Christine Hosein
As Hurricane Dean swept through the Caribbean, Jamaicans demonstrated true Caribbean resolve and steeled themselves against its onslaught. Now less of a force, it has hit Mexico.
There was flooding brought on by the storm in Jamaica's south coast and damage to buildings, including roofs being blown off. The government of prime minister Portia Simpson Miller imposed a 48 hour curfew to prevent looting in the city centre of the capital, Kingston.
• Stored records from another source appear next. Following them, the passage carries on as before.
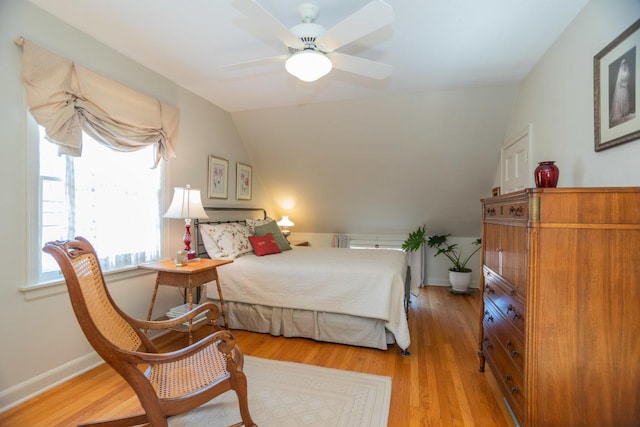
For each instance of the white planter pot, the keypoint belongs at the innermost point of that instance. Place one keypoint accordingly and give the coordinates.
(460, 281)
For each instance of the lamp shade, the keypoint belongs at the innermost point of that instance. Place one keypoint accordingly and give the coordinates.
(186, 203)
(308, 65)
(285, 222)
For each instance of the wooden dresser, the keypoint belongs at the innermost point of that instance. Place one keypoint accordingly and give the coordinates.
(561, 309)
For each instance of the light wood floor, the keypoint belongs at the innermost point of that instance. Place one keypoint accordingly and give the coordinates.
(437, 385)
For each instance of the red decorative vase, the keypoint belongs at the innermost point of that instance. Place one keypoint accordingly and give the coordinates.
(546, 174)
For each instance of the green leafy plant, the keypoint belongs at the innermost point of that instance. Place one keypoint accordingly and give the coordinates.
(453, 252)
(415, 240)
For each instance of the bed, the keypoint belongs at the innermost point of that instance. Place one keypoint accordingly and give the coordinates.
(349, 296)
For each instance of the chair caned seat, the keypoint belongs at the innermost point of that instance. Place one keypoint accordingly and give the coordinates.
(175, 379)
(166, 384)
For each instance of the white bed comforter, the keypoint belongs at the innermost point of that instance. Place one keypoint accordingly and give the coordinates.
(357, 282)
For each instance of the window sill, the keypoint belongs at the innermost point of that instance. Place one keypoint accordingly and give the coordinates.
(57, 287)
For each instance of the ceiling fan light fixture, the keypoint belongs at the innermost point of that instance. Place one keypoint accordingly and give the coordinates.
(308, 65)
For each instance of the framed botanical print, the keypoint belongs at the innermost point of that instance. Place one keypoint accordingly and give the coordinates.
(243, 181)
(616, 90)
(218, 178)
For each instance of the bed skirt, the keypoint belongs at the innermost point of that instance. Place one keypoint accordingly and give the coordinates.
(319, 326)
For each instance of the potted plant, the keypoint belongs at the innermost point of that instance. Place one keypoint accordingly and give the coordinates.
(459, 274)
(415, 240)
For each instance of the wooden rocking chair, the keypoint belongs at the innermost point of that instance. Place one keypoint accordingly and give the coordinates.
(166, 383)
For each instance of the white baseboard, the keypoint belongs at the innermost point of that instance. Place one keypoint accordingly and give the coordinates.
(31, 388)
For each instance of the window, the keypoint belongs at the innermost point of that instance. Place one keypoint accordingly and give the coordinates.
(111, 198)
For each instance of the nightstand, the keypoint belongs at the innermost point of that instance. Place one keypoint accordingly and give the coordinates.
(190, 276)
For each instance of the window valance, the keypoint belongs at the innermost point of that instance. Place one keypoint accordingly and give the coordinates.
(66, 98)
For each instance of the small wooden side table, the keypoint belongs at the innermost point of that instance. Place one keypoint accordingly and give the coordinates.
(190, 276)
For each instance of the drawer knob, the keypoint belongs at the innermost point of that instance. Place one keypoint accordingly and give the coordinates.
(515, 315)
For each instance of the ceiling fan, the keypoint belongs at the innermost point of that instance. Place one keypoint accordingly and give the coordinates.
(312, 48)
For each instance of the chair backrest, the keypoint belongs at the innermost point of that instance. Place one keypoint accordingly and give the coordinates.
(102, 322)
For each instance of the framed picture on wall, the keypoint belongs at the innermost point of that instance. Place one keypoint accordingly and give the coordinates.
(616, 81)
(218, 178)
(243, 181)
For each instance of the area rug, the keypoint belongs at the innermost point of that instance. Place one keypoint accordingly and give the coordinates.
(283, 394)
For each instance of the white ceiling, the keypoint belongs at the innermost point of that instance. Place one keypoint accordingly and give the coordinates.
(432, 44)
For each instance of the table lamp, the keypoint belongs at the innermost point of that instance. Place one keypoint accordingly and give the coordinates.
(186, 204)
(284, 225)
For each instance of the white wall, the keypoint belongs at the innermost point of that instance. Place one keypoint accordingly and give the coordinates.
(557, 99)
(41, 342)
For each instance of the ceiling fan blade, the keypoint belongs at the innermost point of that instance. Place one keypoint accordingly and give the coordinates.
(268, 22)
(254, 62)
(361, 66)
(370, 18)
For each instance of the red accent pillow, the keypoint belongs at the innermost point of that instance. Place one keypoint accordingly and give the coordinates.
(264, 245)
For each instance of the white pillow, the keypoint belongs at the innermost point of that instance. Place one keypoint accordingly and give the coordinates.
(232, 240)
(209, 244)
(253, 223)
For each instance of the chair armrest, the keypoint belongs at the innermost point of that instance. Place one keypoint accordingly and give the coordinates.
(224, 340)
(213, 313)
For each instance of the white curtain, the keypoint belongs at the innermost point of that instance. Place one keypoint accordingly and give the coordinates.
(66, 98)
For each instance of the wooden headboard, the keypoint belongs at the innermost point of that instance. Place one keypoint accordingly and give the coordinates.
(221, 215)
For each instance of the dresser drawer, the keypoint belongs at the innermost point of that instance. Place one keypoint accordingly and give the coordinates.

There were no reported deaths unlike in the neighbouring islands of St Lucia and Martinique. In Kingston, and several other parts of the country there were mud slides brought on by the flooding as the hurricane lashed the island with torrential rain and wind speeds up to 230km an hour.
The eye of the storm was reported be 85km to the south of the island before it moved on to the Cayman Islands, and then on to the Yucatan peninsula of Mexico, with Cancun, a popular beach resort taking a lashing.
Some Jamaican residents refused to leave their homes to seek shelter. Dazel Williams, a Trinidadian, living in Kingston said: "I am not going anywhere. I will be staying put and carrying on as usual."
Other Jamaicans such as Bryon Thompsom, of Port Royal said: "We are going nowhere, I will be here later in a bar, drinking some rum".
There are deaths recorded as far as Trinidad, with one man being swept out to sea. His body was discovered yesterday on the eastern shores of Mayaro. Another woman was killed after her boat crushed her against a coconut tree, following heavy wind and huge waves on the island.